I'm in general agreement. There is a recognition in most privacy statutes, and even in the public sector, that you collect information for a purpose. It has to be authorized by law or it has to be reasonably connected to an operating program of the public body. That information can be used for that purpose or for a use compatible with that purpose. There is a body of case law, within the commissioners at least, that talks about that: what is that compatibility?
I think part of it has to do with a direct connection. Is there a direct connection between tracking somebody's status leaving and determining whether there's a likelihood that somebody's going abroad to engage in terrorist activities? Those are both national security contexts. You see those as being relatively adjacent and possibly justifiable. CBSA sharing that information with CSIS might make sense in the circumstances, but that should be under an information-sharing MOU that should be available for public scrutiny. If they want to share it with the tourism department, for example, I can't imagine that being so directly connected.

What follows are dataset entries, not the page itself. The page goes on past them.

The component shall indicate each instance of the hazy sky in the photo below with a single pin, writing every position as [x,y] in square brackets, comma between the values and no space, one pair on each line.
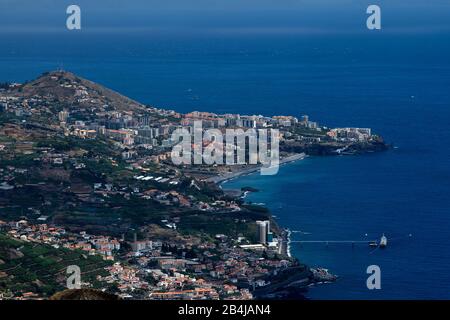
[224,15]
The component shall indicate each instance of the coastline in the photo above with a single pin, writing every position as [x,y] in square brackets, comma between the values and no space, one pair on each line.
[221,179]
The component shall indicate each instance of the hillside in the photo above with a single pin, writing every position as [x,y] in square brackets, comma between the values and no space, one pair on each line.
[32,267]
[72,90]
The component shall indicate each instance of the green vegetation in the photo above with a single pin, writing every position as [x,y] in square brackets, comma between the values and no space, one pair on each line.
[38,268]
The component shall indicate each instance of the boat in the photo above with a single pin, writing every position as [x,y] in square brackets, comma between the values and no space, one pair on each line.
[373,244]
[383,241]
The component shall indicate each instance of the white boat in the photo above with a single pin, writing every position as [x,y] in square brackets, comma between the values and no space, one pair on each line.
[383,241]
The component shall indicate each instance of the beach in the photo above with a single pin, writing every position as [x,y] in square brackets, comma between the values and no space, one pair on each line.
[219,179]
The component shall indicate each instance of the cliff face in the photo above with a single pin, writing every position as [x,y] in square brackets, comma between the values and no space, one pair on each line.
[325,149]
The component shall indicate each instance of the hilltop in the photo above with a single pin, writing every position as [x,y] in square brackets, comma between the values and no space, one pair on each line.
[72,90]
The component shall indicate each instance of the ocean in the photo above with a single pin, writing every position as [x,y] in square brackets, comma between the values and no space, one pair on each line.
[397,84]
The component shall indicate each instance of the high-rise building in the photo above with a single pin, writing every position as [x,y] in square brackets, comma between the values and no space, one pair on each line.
[263,231]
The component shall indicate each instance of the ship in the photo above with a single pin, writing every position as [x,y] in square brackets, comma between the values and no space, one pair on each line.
[373,244]
[383,241]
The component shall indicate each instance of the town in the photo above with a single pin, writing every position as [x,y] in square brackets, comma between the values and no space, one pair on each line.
[85,169]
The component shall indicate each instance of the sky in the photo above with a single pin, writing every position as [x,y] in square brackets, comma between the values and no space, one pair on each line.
[234,16]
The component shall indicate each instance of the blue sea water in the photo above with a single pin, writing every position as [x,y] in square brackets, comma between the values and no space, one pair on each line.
[397,84]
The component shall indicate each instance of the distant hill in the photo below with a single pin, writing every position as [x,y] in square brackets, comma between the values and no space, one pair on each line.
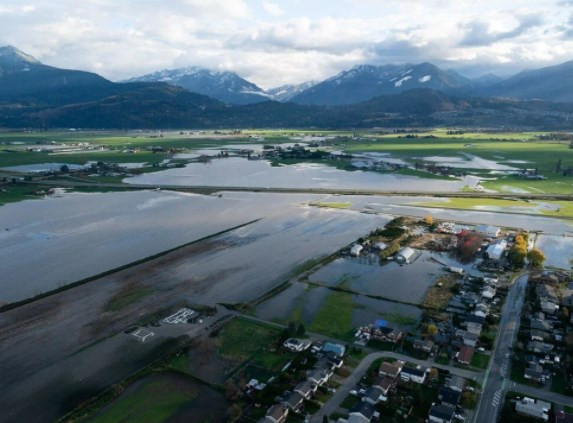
[165,106]
[225,86]
[364,82]
[287,92]
[23,79]
[553,83]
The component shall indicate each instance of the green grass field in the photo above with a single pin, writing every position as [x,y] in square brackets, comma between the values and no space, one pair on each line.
[542,155]
[241,338]
[154,401]
[334,318]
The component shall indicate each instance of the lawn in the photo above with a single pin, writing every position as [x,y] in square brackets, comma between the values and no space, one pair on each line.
[542,155]
[13,194]
[152,401]
[563,208]
[241,338]
[335,317]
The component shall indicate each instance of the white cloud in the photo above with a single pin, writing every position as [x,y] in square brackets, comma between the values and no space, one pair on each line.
[272,42]
[272,8]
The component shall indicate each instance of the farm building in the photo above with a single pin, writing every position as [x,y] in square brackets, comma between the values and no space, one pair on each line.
[495,251]
[488,230]
[356,250]
[405,255]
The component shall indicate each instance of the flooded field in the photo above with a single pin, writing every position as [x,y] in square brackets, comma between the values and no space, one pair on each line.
[557,249]
[236,171]
[303,302]
[407,283]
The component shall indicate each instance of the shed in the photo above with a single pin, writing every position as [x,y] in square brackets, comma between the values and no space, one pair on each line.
[356,250]
[405,255]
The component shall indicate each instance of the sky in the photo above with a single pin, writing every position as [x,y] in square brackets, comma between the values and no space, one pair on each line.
[274,42]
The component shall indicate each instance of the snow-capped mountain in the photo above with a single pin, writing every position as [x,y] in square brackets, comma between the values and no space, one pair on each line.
[222,85]
[286,92]
[364,82]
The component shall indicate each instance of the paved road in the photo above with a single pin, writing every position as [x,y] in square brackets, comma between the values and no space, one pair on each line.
[540,393]
[198,188]
[497,374]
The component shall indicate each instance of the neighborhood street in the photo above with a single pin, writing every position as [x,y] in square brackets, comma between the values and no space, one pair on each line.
[497,373]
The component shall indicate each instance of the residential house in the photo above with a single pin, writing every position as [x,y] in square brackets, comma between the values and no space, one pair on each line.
[319,376]
[449,396]
[543,325]
[549,307]
[474,328]
[384,384]
[538,335]
[465,355]
[441,413]
[363,410]
[414,374]
[390,369]
[533,408]
[337,349]
[473,318]
[296,345]
[481,310]
[293,401]
[470,339]
[563,417]
[457,383]
[425,345]
[488,292]
[278,413]
[539,347]
[536,373]
[306,389]
[374,395]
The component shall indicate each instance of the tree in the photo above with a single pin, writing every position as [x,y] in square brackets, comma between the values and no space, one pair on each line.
[432,330]
[429,220]
[536,257]
[291,328]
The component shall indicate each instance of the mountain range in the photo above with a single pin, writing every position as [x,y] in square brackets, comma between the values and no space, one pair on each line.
[36,95]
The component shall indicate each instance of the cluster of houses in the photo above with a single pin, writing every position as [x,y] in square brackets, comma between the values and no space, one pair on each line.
[390,374]
[543,327]
[379,331]
[330,357]
[535,408]
[449,397]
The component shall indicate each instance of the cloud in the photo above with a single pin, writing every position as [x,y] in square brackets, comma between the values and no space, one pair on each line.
[479,33]
[273,42]
[272,9]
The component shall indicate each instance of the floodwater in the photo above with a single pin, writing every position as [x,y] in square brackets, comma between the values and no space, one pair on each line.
[43,248]
[407,283]
[306,300]
[236,171]
[42,167]
[558,250]
[469,162]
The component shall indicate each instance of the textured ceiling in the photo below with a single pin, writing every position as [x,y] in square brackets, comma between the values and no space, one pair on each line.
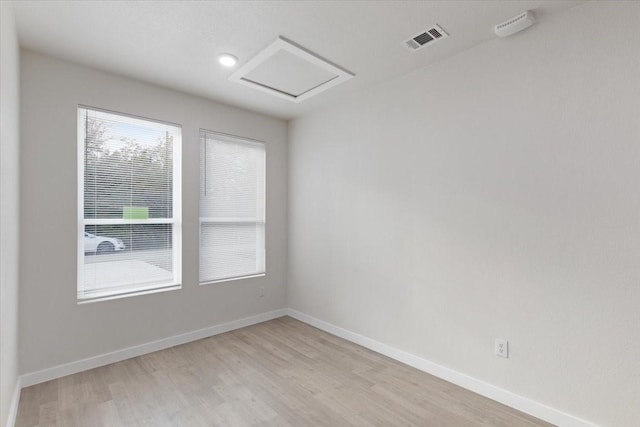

The nature of the information needs to be taken into account. How sensitive is it, and really, on balance, is it worth doing this? You also have to be mindful of Canadians' expectations. You can always think that any little bit of data the government has can probably be useful someplace else. You need to think about whether it's reasonable in the circumstances that it would be used in that other place, particularly when you look across the very broad diversity of government institutions. The Department of Health provides primary health care to the aboriginal people of Canada. That's a huge amount of very sensitive information about individuals that should never find itself over in Stats Canada, other than in the aggregate, or that shouldn't find itself over in CSIS just because the government of the day has decided to knock down the walls between the departments.